Dalam rapat ini, Iqbal berjanji tidak akan membeda-bedakan mitra bisnisnya satu sama lainnya sebagai contoh jika salah satu mitra memperoleh akses data, maka mitra yang lain juga mempunyai kesempatan yang sama dengan perhitungan secara bisnis.

"Untuk perbankan dan Posindo sebagai mitra bayar diminta untuk selalu meningkatkan pelayanan dan dapat memberikan masukan, saran, dan ide untuk program Taspen ke depan," ucap Iqbal dalam siaran persnya di Jakarta, Minggu (12/5).

Dalam pertemuan kali ini, Taspen dan mitranya juga menyepakati beberapa hal di antaranya peningkatan pelayanan peserta Taspen serta sepakat mendukung program e-Dapem, e-Karip, termasuk di dalamnya motto layanan 5 T, Tepat Orang, Tepat Waktu, Tepat Jumlah, Tepat Tempat, Tepat Administrasi. "Kita juga sepakat melakukan sosialisasi kepada para calon pensiunan yang telah memasuki batas usia," jelasnya.

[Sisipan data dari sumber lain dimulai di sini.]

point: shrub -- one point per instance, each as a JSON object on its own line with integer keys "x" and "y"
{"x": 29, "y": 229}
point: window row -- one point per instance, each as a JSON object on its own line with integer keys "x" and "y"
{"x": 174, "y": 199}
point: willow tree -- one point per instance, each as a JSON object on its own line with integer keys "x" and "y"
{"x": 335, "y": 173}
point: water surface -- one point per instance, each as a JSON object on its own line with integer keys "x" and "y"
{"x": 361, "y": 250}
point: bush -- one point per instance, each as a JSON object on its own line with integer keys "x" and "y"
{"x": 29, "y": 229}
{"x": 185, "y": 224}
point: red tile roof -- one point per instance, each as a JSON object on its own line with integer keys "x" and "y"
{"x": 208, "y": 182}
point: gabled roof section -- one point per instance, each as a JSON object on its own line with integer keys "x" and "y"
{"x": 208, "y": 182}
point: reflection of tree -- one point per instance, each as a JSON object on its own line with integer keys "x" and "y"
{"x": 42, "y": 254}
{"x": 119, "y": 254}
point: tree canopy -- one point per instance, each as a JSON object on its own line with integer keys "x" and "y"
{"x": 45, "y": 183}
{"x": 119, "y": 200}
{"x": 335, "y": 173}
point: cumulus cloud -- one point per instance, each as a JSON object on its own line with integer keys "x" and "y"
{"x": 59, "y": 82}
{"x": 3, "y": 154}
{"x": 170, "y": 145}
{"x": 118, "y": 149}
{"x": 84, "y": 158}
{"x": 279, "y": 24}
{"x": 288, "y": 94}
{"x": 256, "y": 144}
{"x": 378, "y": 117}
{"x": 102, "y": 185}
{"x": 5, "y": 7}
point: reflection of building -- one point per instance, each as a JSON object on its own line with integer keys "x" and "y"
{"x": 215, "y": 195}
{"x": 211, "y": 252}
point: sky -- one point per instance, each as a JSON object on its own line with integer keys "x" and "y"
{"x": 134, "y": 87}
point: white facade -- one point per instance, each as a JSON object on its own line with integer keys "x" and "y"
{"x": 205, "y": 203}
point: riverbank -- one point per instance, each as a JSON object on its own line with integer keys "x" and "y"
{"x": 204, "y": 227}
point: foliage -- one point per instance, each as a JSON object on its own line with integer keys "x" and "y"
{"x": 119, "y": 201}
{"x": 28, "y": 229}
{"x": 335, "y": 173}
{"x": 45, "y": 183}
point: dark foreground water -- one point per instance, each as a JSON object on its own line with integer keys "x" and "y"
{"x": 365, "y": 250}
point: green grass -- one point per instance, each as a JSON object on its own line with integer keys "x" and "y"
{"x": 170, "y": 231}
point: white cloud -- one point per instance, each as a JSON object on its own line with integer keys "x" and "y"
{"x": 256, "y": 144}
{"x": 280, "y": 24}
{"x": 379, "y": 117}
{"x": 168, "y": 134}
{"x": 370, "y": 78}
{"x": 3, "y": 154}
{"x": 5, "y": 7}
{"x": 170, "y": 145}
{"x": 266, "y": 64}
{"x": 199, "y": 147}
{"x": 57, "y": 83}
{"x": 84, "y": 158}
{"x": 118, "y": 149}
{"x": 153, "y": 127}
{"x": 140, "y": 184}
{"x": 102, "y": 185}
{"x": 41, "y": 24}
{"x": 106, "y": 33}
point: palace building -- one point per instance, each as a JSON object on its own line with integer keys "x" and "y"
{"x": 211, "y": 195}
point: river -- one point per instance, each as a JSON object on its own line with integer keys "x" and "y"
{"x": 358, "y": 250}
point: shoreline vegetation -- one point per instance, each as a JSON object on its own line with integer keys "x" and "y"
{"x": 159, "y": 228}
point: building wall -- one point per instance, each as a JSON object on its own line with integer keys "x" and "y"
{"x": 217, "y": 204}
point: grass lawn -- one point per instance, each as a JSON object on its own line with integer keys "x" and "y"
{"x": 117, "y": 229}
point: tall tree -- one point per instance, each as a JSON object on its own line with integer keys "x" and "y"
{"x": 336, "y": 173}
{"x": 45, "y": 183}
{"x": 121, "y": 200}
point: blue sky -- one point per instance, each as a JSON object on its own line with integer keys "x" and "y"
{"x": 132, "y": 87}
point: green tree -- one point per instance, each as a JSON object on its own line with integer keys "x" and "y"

Kemudian pemberian kredit pensiun oleh Mitra juga diharapkan tidak memberatkan penerima pensiun dan Taspen tidak akan ikut campur dan semua diserahkan kepada mekanisme pasar. Taspen akan memberikan batasan pemberian kredit maksimal angsuran tidak melebihi 70 persen dari uang pensiun yang diterima.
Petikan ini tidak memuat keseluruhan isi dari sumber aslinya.